There was some question in the minds of the experts at Detroit as to the turning ability of Slo-Mo. It's my opinion that it takes less intestinal fortitude to throw such a multiple point suspension boat into a fast turn than to do it with a conventional hydro. I have made a good many turns in both types of boat in the past 23 years and those that were not completed were attempted in a conventional boat. Those impromptu baths I received led me to develop hulls with sponsons. The sponsoned boat's great width and large non-tripping areas both forward and aft tend to give you stability and speed on the turns. The driver can feel when it is about to upset and has time to avert a spill with a slight turn of the wheel.

No longer being a youngster, I'm more or less looking for comfort. My choice in designs gives me a much softer ride due to the film of air between the bottom and the water. Also the contact with the water—rough or smooth—is made by either or both sponsons which have a great amount of dihedral on their forward areas to part or knife through the rough stuff. Many of the people who have been given rides in the Slo-Mo remark that she rides easier than any runabout.

Slo-Mo-Shun IV is definitely not the result of a few lucky lines drawn in a single night. Nor was it the magic touch of a good builder that gave her the speed necessary to establish a world's straightaway record and to win races. That this touch did produce was a hull that was exceptionally light and extremely rugged.

'The prototype of her speed-producing sponsons grew from the "outriggers" I built on to my conventional hydro in 1934 in an effort to eliminate clumping on a turn. Later that season I deepened and widened these projections so they could carry the weight of the boat, thereby lifting the bull out of the water's clinging drag. The increase in speed was startling.

I had built many conventional hydroplanes in previous years, yet my interest in this single step type of hull had always been weak as the only way to gain speed was to add more horsepower. Now, with the sponsoned hull, I had the secret of greater speed without increasing the horsepower. This became interesting.
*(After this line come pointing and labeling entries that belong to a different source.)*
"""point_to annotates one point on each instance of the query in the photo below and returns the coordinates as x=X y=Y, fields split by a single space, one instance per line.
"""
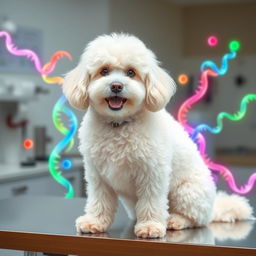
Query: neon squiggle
x=31 y=55
x=182 y=118
x=67 y=142
x=235 y=117
x=63 y=144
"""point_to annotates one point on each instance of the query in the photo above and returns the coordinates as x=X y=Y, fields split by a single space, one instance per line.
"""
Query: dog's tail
x=231 y=208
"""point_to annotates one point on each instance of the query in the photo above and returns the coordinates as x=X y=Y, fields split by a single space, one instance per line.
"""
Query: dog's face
x=118 y=76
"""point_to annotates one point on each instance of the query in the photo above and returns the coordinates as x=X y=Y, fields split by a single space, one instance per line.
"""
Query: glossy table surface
x=55 y=216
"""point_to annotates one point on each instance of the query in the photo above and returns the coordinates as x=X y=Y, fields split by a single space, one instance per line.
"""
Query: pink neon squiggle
x=200 y=92
x=32 y=56
x=182 y=118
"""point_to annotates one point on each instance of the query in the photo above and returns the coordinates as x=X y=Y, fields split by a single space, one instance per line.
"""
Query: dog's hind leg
x=191 y=205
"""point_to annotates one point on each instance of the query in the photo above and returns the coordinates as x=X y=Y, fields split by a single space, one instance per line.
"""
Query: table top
x=46 y=224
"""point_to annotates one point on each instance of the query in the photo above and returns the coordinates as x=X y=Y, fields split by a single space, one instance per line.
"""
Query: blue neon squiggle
x=53 y=163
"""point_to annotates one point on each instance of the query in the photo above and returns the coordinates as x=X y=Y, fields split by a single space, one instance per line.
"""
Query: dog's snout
x=116 y=87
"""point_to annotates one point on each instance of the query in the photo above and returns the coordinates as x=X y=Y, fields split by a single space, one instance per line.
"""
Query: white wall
x=70 y=25
x=66 y=25
x=227 y=97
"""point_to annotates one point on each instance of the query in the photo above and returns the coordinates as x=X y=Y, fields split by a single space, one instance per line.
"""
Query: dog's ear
x=75 y=87
x=159 y=89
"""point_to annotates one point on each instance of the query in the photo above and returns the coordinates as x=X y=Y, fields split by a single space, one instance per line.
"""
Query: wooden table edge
x=98 y=246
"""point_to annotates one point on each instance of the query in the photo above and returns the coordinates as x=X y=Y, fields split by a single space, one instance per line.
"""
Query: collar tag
x=116 y=124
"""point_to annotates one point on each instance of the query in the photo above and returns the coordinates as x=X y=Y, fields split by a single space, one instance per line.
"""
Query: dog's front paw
x=150 y=229
x=90 y=224
x=178 y=222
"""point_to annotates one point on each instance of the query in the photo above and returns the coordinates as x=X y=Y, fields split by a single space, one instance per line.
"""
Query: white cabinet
x=41 y=184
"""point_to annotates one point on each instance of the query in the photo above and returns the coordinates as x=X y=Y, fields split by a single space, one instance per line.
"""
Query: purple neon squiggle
x=32 y=56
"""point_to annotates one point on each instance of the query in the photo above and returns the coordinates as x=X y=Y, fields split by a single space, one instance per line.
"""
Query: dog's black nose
x=116 y=87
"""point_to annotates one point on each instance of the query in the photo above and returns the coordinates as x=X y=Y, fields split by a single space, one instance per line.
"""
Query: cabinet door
x=41 y=185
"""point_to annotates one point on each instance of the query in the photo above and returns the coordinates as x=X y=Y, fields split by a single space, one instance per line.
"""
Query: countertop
x=15 y=172
x=47 y=224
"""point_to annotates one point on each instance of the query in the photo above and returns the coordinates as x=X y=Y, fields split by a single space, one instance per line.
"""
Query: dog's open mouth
x=115 y=103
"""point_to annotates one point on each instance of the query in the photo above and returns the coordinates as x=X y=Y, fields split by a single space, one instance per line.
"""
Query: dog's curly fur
x=134 y=149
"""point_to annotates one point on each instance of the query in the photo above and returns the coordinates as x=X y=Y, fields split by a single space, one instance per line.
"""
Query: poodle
x=134 y=150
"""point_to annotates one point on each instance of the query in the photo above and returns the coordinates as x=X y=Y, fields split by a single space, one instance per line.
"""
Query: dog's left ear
x=160 y=87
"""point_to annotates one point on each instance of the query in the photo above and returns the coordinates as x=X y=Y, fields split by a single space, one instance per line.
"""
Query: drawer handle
x=19 y=190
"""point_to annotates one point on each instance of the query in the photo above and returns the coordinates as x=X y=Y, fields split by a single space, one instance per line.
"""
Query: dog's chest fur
x=120 y=154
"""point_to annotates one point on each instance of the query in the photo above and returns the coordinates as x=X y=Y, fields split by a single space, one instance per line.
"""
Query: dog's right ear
x=75 y=87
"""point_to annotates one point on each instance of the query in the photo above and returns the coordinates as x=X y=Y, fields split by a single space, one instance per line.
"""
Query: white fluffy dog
x=134 y=149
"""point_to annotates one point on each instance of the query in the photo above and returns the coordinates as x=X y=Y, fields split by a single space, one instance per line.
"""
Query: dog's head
x=118 y=76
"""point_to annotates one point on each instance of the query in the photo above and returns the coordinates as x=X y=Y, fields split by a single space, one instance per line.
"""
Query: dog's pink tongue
x=115 y=102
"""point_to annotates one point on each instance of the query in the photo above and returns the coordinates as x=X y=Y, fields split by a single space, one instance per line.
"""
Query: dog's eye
x=104 y=72
x=131 y=73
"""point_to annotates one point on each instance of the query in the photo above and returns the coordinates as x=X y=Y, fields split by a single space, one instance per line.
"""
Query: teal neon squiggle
x=233 y=117
x=224 y=65
x=64 y=144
Every spare moment from then on was used in building and rebuilding racing hulls; experimenting with shaft angles, rudders, struts, steering ratios, fins and propellers, and with different lengths, widths, depths and angles of attack of sponsons. Trapping air under the boat that would support the weight of the entire boat, designing a spoiler to keep the nose down, and many more factors contributed to speed and stability. Every succeeding boat was more stable; faster on the straightaway, accelerating and around the turns.

This work commanded my whole interest—made me lie awake nights with a pad and pencil nearby to jot down notes and to sketch out a new idea so that I would have it the next day. There were no text books available to yield this information. Trial and error was the method; enter as many races as possible and see what change was needed next.

By 1940 I felt capable of drawing up a Gold Cupper. Being financially comparable to the proverbial "church mouse," I had to shelve this drawing until 1948 when I convinced Stan Sayres that I could produce a boat that would move rapidly and safely over the water.

Slo-Mo-Shun IV has but scratched the surface of the eventual speed a multiple point hydro is capable of attaining. On the other hand, it is apparent that the only solution in getting more speed from a conventional hydro is by adding horsepower as proven in recently built boats of this type.

The superiority of the multiple point hydro as a racing boat is proven by the records it has established in classes from the little 48 cubic inch jobs up to the unlimiteds. In the case of the latter, I am looking forward to a change in the rule book which will encourage development of super hulls without resort to brute horsepower. Should that come to pass, the multiple point suspension design would become even more universally appreciated than at present.